Lors d’une conférence de presse tenue vendredi 5 décembre 2025, Aliko Dangote, président du groupe éponyme et figure emblématique de l’entrepreneuriat africain, a lancé un appel vibrant à l’élite économique nigériane : délaisser les symboles ostentatoires de richesse au profit d’investissements productifs créateurs d’emplois.
Le magnat de l’industrie n’a pas mâché ses mots en critiquant les Nigérians fortunés qui privilégient l’acquisition de Rolls-Royce et de jets privés aux investissements dans des secteurs industriels porteurs. « Si vous avez les moyens de vous offrir une Rolls-Royce, vous devriez plutôt créer une industrie dans votre région, ou n’importe où au Nigeria, là où vous estimez qu’il y a un besoin », a-t-il martelé.
Pour l’industriel, cette orientation vers la consommation de luxe constitue un frein majeur au développement du pays. Il soutient que le Nigeria ne peut progresser en restant dépendant des importations, une pratique qui, selon lui, revient à « importer la pauvreté et exporter des emplois ».

Aliko Dangote a profité de cette prise de parole pour saluer les politiques économiques du président Bola Tinubu, notamment la suppression controversée de la subvention sur les carburants. « Il a vraiment pris des mesures économiques courageuses qui portent déjà leurs fruits. Ceux d’entre nous qui ont exploré l’environnement des affaires au Nigeria bénéficient maintenant de ces décisions », a-t-il déclaré.

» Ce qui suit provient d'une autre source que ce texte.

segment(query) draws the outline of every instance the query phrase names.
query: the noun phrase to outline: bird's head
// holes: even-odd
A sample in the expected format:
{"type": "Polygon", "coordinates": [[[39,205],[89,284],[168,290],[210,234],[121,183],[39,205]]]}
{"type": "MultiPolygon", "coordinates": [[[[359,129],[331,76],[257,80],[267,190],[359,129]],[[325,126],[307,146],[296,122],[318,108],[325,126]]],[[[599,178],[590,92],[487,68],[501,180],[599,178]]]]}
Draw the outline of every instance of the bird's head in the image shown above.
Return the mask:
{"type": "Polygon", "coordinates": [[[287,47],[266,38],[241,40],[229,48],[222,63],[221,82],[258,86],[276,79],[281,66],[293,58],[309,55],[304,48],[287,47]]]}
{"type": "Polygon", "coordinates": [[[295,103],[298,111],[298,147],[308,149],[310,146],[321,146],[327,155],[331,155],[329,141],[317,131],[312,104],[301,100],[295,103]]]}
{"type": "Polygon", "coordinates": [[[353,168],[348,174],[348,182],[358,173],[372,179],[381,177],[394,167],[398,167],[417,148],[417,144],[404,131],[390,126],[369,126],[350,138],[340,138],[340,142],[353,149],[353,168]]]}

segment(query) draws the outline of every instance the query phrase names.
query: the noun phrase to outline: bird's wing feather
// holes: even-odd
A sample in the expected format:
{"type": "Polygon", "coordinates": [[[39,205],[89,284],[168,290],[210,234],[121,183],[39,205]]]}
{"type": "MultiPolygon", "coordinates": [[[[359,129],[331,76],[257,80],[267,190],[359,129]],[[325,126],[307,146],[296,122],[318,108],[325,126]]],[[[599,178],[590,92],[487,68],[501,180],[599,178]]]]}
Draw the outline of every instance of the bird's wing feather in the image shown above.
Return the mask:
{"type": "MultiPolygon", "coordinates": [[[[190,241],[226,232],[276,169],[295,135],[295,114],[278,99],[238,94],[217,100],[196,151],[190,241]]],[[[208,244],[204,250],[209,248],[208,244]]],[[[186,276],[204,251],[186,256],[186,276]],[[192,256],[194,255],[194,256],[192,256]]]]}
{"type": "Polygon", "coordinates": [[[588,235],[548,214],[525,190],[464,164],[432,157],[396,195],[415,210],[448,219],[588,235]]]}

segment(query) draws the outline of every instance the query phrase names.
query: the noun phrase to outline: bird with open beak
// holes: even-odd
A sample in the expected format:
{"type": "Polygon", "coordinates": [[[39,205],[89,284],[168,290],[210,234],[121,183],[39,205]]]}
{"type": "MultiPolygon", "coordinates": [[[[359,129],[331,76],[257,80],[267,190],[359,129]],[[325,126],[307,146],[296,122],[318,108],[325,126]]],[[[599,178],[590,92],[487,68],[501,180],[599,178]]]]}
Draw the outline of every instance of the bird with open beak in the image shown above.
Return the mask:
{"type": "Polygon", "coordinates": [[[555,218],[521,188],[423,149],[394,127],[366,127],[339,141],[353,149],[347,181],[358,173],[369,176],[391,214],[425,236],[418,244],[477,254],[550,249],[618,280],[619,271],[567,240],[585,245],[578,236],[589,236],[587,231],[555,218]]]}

L’entrepreneur a souligné que la bonne gouvernance, l’État de droit et les politiques économiques favorables mises en place par le gouvernement constituent les véritables catalyseurs de l’investissement. « Vous pouvez constater que rien n’est impossible. Notre travail consiste à continuer d’investir chez nous », a-t-il affirmé.
Dans un argument qui pourrait surprendre certains observateurs, Dangote a insisté sur le fait que les investissements domestiques constituent le principal moteur d’attraction des capitaux étrangers. « Si nous n’investissons pas chez nous, il n’y a personne sur terre qui viendra investir ici. Ce qui attire les investisseurs étrangers, ce sont les investissements domestiques, et c’est exactement ce que nous faisons », a-t-il expliqué.

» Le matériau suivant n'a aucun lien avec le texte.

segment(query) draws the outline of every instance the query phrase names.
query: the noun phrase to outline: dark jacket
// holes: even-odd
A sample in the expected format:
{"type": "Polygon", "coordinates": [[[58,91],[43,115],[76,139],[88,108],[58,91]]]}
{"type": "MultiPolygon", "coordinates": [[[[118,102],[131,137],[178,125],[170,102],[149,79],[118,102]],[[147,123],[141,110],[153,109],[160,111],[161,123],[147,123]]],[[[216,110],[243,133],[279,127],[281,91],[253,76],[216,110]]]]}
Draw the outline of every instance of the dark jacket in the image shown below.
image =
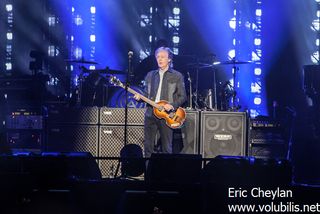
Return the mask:
{"type": "MultiPolygon", "coordinates": [[[[153,101],[156,98],[159,82],[158,70],[150,71],[145,77],[145,92],[153,101]]],[[[187,100],[184,78],[180,72],[169,69],[164,73],[160,100],[168,101],[175,109],[187,100]]]]}

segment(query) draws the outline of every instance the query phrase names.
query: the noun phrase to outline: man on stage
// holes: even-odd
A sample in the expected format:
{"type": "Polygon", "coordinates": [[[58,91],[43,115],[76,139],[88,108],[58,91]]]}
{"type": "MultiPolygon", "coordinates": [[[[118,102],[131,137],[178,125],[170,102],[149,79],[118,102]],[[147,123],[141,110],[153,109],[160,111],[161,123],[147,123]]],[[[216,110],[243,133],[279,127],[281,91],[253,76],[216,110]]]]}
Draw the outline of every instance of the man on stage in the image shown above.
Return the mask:
{"type": "MultiPolygon", "coordinates": [[[[183,75],[172,69],[172,52],[167,47],[160,47],[155,51],[158,69],[150,71],[145,77],[145,91],[149,99],[159,102],[166,100],[169,104],[163,107],[167,112],[177,109],[186,100],[186,90],[183,75]]],[[[140,100],[139,95],[134,96],[140,100]]],[[[144,121],[144,151],[145,157],[154,152],[156,134],[159,131],[162,153],[172,153],[173,130],[153,114],[151,106],[147,106],[144,121]]]]}

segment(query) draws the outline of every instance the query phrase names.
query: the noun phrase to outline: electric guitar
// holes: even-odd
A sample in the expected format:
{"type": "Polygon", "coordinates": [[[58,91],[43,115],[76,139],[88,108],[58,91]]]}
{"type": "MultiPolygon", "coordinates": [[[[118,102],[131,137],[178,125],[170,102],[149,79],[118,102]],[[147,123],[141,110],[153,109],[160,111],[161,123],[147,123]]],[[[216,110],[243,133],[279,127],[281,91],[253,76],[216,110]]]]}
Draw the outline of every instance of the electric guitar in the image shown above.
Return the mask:
{"type": "MultiPolygon", "coordinates": [[[[126,86],[115,76],[110,77],[110,83],[115,86],[120,86],[121,88],[126,88],[126,86]]],[[[185,119],[186,119],[186,111],[179,107],[176,110],[166,111],[164,109],[165,104],[169,104],[168,101],[160,100],[159,102],[154,102],[150,100],[149,98],[143,96],[142,94],[138,93],[137,91],[133,90],[130,87],[127,87],[128,91],[134,95],[138,94],[144,102],[148,103],[153,107],[153,114],[158,119],[164,119],[166,121],[167,126],[169,126],[172,129],[180,128],[185,119]]]]}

Interrogé récemment par CNN sur sa décision de doubler la capacité de sa raffinerie, passant de 650 000 barils par jour, l’homme d’affaires a répondu avec simplicité : « Je n’ai nulle part ailleurs où aller investir si ce n’est chez moi. »
Pour Aliko Dangote, « chez soi » s’étend bien au-delà des frontières nigérianes pour englober l’ensemble du continent africain. « L’Afrique possède environ 30 % des minéraux du monde, et beaucoup de gens se battent pour avoir accès à ces ressources. Si nous ne montrons pas la voie en investissant, qui attendons-nous pour venir investir sur notre continent ? », s’est-il interrogé.

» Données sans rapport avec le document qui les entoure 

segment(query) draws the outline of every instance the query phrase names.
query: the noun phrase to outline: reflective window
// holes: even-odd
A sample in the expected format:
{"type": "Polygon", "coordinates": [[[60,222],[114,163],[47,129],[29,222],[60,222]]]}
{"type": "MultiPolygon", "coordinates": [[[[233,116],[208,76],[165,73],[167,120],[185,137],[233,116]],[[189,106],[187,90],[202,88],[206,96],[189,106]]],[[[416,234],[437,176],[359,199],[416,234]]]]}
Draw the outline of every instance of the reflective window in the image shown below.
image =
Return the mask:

Le groupe Dangote, selon son fondateur, a assumé ce leadership en attirant des investissements massifs vers le Nigeria et l’Afrique. Cette vision panafricaine du développement économique repose sur trois piliers fondamentaux : l’agriculture, l’industrialisation et un système bancaire robuste.
L’industriel n’a pas caché ses ambitions pour les années à venir. Le groupe Dangote prévoit d’investir massivement dans la production d’engrais, avec l’objectif de devenir le leader continental du secteur d’ici 2028. La capacité de production d’urée devrait ainsi quadrupler, passant de 3 à 12 millions de tonnes.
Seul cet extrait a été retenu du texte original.